Major League Baseball had their 2016 Hall of Fame ceremony and I literally had a tear in my eye when I watched Ken Griffey Jr. take his place amongst the elite with of course, his cap on backwards. Unbeknownst to The Kid, I despised him. I mean he certainly could play the game as the 437/440 Hall of Fame votes he received attests too, but I could never cheer for him. You see my hatred of Griffey Jr. didn’t even start with him, it started over a decade earlier on a cold, snowy day in April 1977. The history of the Seattle Mariners and Toronto Blue Jays will always be entwined as they joined the MLB at the same time. I knew the Jays wouldn’t be a good team, so all I wanted was for them to just be better than the Mariners. That’s all I asked. It was therefore nothing that the Mariners did that I detested; it was just that they were the barometer that I judged the Jays by. Looking back now, you can say I am quite the happy camper as the Jays lead the Mariners 2-0 in World Series Championships.

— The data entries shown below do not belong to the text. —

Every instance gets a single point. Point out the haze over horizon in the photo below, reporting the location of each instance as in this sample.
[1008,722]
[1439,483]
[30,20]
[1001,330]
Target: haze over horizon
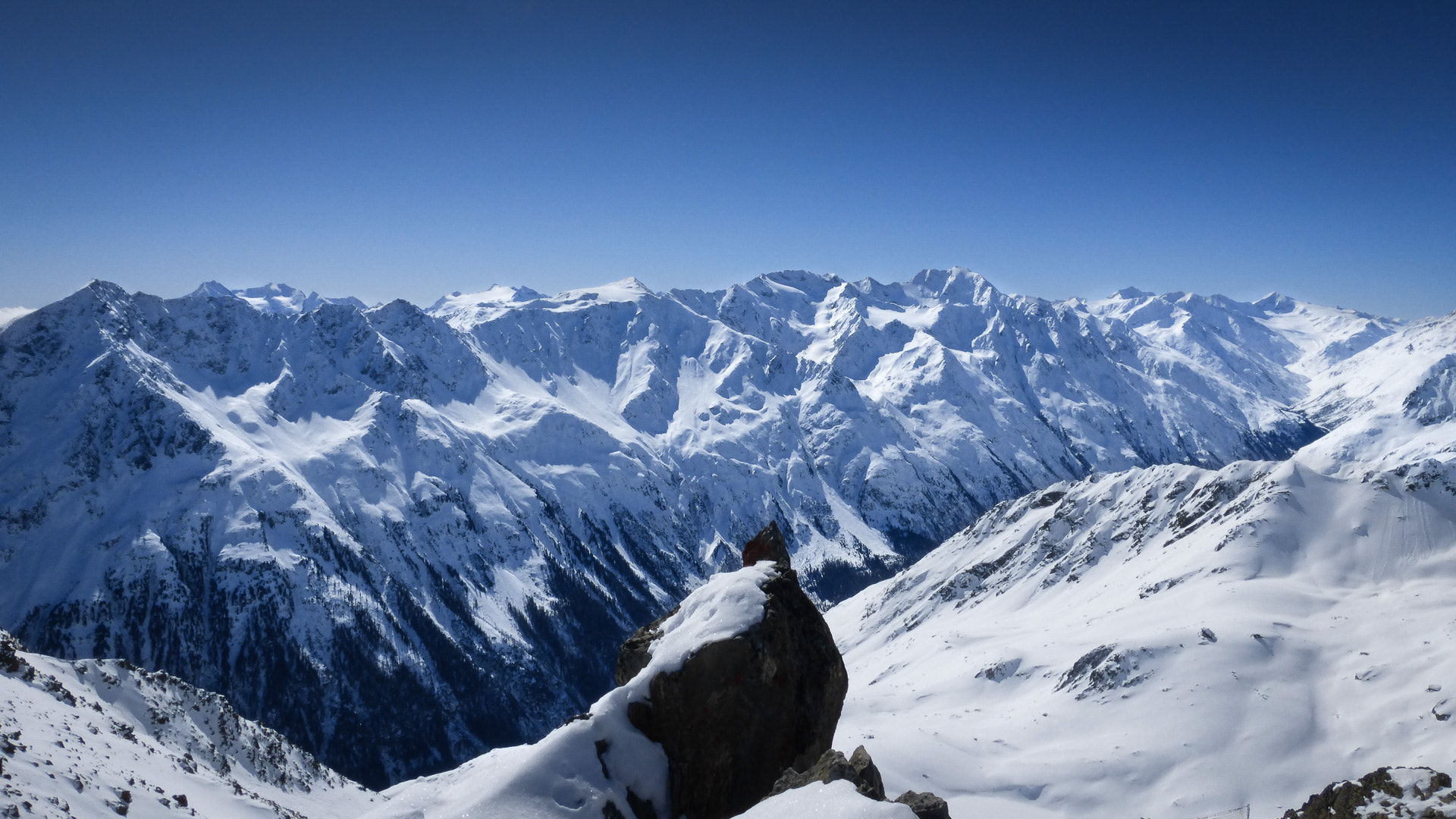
[383,152]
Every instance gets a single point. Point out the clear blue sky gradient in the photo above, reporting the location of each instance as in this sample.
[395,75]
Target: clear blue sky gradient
[411,149]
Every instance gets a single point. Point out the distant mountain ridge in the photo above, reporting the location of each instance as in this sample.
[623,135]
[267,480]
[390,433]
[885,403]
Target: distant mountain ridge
[353,519]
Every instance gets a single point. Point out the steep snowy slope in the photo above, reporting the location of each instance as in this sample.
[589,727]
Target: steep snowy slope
[1166,643]
[1391,404]
[99,738]
[351,521]
[1288,340]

But I didn’t know any of that back in 1989 when I heard about this 19 year-old wunderkid who started to play for the Mariners. He could hit for average, hit for power, steal you a base and cover all of centre field. To top it off, over and above his supreme talents was that infectious smile. He seemed like such a sweet kid just playing the game he loves without a care in the world. It made me sick… sick with envy. The Blue Jays did have the better team over the next few years, winning it all in 1992 and 1993 but I always had to keep my eye on him because he was just that good. How good? He was an All-Star and won a Gold Glove every single year that decade. He finished in the top 10 voting for Most Valuable Player 7 times and won it outright in 1997. He also won the Silver Slugger 7 times that decade as well. Statistically, he owned the 1990s.
‘The Natural’ also did something very few players ever have the opportunity of doing. He played a professional sport on the same team as his dad. Ken Griffey Sr. joined the Mariners in the middle of 1990 and played until he retired at the end of the 1991 season. Not only are they the sole father-son combination to hit back-to-back homeruns, as with everything that surrounded Griffey Jr., he made it look easy and had a smile while doing it. As much as I thought I hated him, I began to realize that he was becoming more and more one of my favourite baseball players of all time. I didn’t just respect what he did in a game, I grew to love how much fun he had doing it. I didn’t realize until much later, how close the world came to not knowing who Ken Griffey Jr. was.
In 1987, Junior was drafted first overall. Here was a can’t-miss prospect that had the size, the power, the skill and the pedigree. He had everything going for him and yet, he was depressed, lonely and angry. Some of the pressure, both on and off the field, was due to his relationship with his dad and on one night in January 1988 it was too much too handle. He swallowed 277 pills in a suicide attempt and fortunately someone was close by and got him to a hospital in time. For someone who had so much promise and everything to live for, it’s hard to imagine him feeling that low. As a quick and important sideline, depression is a sickness, not a weakness. So if you don’t know where to turn, reach out to #SickNotWeak and talk to someone. It can get better.
When I look back over his career now, that beautiful smile means so much more. It reminds me of someone who thought he had nothing to live for and turned it around to live every moment to the fullest. Ken Griffey Jr. had an incredible career with 630 HRs and 1836 RBIs which are HOF worthy. But when they talk about his story, when they talk about how deserving he is to be the first Seattle Mariner player to be inducted to the Hall of Fame, I’ll take a moment and tell my boys about his smile, and how he truly played the game. Congratulations Kid!